Other think it’s New York’s loss for not getting the 25,000 promised jobs, and are swearing the city’s people will rue the day it didn’t welcome Amazon with open arms.
But, there’s one thing we can agree on. And it has to do with schadenfreude.
Defined as “pleasure derived by someone from another person’s misfortune,” in this case, it’s about the one group we can be almost sure, without a doubt, will be big losers as a result of Amazon’s Hamlet routine.
At least two Amazon employees made these kinds of purchases according to the Wall Street Journal, although a company spokesperson later said it did not have evidence the employees had advance knowledge of the location selection.

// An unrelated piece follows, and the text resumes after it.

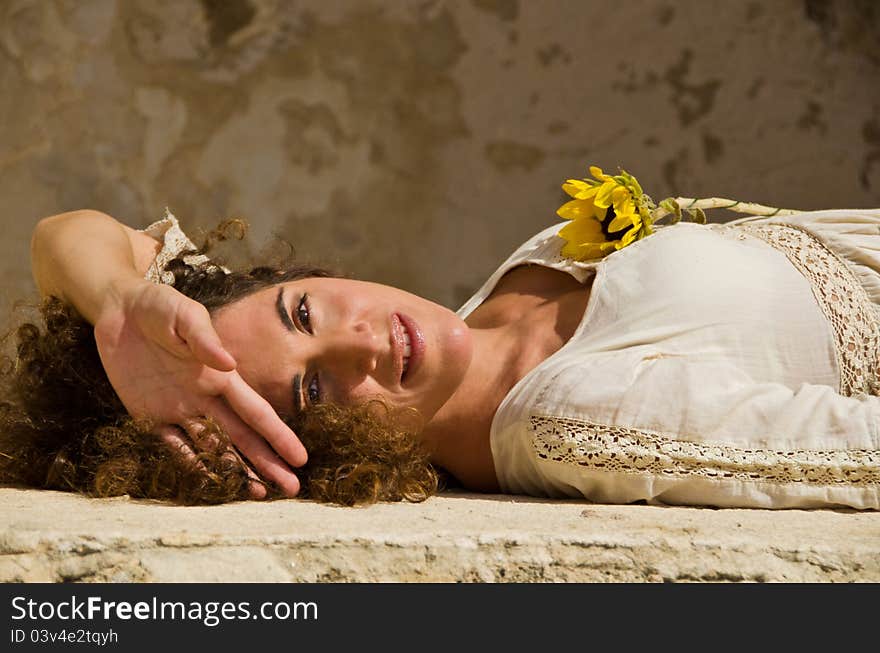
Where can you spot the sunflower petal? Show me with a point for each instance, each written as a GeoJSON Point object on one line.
{"type": "Point", "coordinates": [581, 231]}
{"type": "Point", "coordinates": [576, 209]}
{"type": "Point", "coordinates": [603, 197]}
{"type": "Point", "coordinates": [596, 171]}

Regardless, this kind of alleged “real estate insider trading”– perfectly legal, it turns out, even if it seems very selfish, sketchy and exploitative–became one of the symbols of the deal.
Of course, it’s also clear that in the days after the deal, there was a mad rush to snap up condos in a section of the city that is up-and-coming, but that many Americans outside the local area had probably never heard of just days before.
“This is like a gift from the gods for the Long Island City condo market,” a real estate agent told the Journal at the time.
Some buyers were reportedly Amazonians who thought they’d be relocating. Others were pure speculators — people who might have had nothing to do with Amazon personally, but who hoped to swoop in and quickly make big profits.
It would all have been at the expense, it has to be said, of fairly ordinary, working people who would have then bought the condos from them at inflated prices, or rented them.
Now the speculators likely to be left holding the bag, having bought condos at what might well have turned out to be the peak of the market.
And those Amazon employees who bought with the intent of moving, only to hear their company say in so many words, “Fugetaboutit,” can thank the speculators and alleged insider traders among their fellow employees for helping to kill the deal.
The rest of us on the outside? We can’t help but laugh at the people who thought they could outsmart everyone else, and lost.
And I mean, literally laugh.
I pointed this out to a group of friends who all live just outside New York City on Thursday, some of whom were actually disappointed that Amazon wasn’t coming.
Their reaction: Real, loud, “HA HA HA HA HA!!!!” kind of laughter.
The sort of thing that gets other people around you looking over and smiling, wondering what’s so funny.
Aw, man. It’s funny. But it also gets you thinking.
Nashville apparently thinks it’s going to be next in line to get the other half of HQ2, since it got the consolation prize of 5,000 jobs in the last announcement.